I suppose it wouldn’t come as much of a surprise to most folks if one were to posit that females, i.e. women, were generally not accorded a representative amount of space nor respect in the music fanzine world as it existed up until our current century. It was a pretty dudely endeavor for too many years there, with some very visible exceptions both in the UK and North America from the punk era forward, eventually leading to an empowered flowering of women-helmed and -defined music fanzines starting in the 1990s.
Making Waves was a four-issue cross-Atlantic collaboration between two women – Camille Lan in Paris and Mary Jane Regalado in Los Angeles. Camille – who truly has outstanding taste in low-fidelity post-punk music – did the Gunilla Mixtapes mp3 mix blog. I also just unearthed this more-recent show she had a hand in. Mary Jane, who later moved to Washington DC, was in a totally loopy LA band called Neonates whom I totally dug at the time – check this digital-only album out.

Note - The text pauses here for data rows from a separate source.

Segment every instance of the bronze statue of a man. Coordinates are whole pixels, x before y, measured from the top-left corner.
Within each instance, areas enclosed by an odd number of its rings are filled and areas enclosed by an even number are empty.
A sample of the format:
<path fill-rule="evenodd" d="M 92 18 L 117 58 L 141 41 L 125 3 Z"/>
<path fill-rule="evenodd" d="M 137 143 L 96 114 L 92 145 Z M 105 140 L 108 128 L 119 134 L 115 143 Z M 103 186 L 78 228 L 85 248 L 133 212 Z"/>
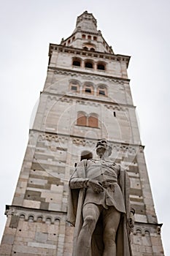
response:
<path fill-rule="evenodd" d="M 96 153 L 100 159 L 77 163 L 69 181 L 73 256 L 131 256 L 129 178 L 109 160 L 112 147 L 107 140 L 97 143 Z"/>

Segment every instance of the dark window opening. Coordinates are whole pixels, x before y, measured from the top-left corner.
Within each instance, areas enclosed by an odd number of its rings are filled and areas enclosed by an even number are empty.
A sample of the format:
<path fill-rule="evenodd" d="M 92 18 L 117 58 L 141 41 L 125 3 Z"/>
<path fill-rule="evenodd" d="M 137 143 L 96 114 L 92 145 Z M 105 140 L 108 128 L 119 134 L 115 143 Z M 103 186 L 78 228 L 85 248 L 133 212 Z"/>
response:
<path fill-rule="evenodd" d="M 72 86 L 71 87 L 72 91 L 77 91 L 77 86 Z"/>
<path fill-rule="evenodd" d="M 85 89 L 85 93 L 91 94 L 91 89 L 90 89 L 90 88 L 86 88 L 86 89 Z"/>
<path fill-rule="evenodd" d="M 81 160 L 83 159 L 90 159 L 93 158 L 93 154 L 91 152 L 89 151 L 82 151 L 81 154 Z"/>
<path fill-rule="evenodd" d="M 105 67 L 104 64 L 98 64 L 97 69 L 100 70 L 105 70 Z"/>
<path fill-rule="evenodd" d="M 88 127 L 98 127 L 98 118 L 96 116 L 89 116 L 88 118 Z"/>
<path fill-rule="evenodd" d="M 105 94 L 105 91 L 104 90 L 101 90 L 101 89 L 99 89 L 98 94 L 99 94 L 99 95 L 106 95 Z"/>
<path fill-rule="evenodd" d="M 80 61 L 78 60 L 73 61 L 73 66 L 80 67 Z"/>
<path fill-rule="evenodd" d="M 86 62 L 85 67 L 88 67 L 89 69 L 93 69 L 93 64 L 91 62 Z"/>
<path fill-rule="evenodd" d="M 87 117 L 84 114 L 80 113 L 77 120 L 77 124 L 84 127 L 87 126 Z"/>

Their first Making Waves came out in 2011, and it’s sort of a record-corrector and light-shiner on a plethora of women who led bands, labels and scenes in different eras, from 70s punk onward. I made it a point to buy each of ‘em (there were four in total) as they hit the digital stores, especially after this classy first one, which featured an interview with all three Kleenex/LiLiPut members whilst still alive. Better still, it was the first time I’d read an interview with Stef Petticoat (of The Petticoats!), a true UK DIY hero who was barely recognized as such in most quarters until the last ten years or so, or maybe when Times New Viking covered one of her frantic songs (“Allergy”) a few years earlier.
Alice Bag of The Bags talks about her upcoming book Violence Girl, and there’s a cool cover for it previewed in this mag that ended up not being the actual cover at all. Jeri Cain Rossi from Your Funeral gives the lowdown on the early 80s Denver scene and gets me all excited that she got to play with The Frantix and fuckin’ Bum Kon. “Debsy” from the Dolly Mixture gets a turn – and a whole lot more, not merely just 70s/80s stuff.
I also enjoy that they’re “perfect-bound”, which means that they’re like little novellas, with a spine and everything. The writers don’t fall into the keyboard warrior trap of spending an undue amount of time on jeremiads against the patriarchy – except when we deserve it, of course. The true emphasis is on quality sub-underground music and the women who made or make it. If any of this is as interesting to you as it is to me, you’ll be happy to know that three of the four issues of Making Waves can still be purchased here. Easily one of the best fanzines of the past twenty years.
(Note: I just came across this post, a week after writing this thing, that has PDFs of all four Making Waves issues).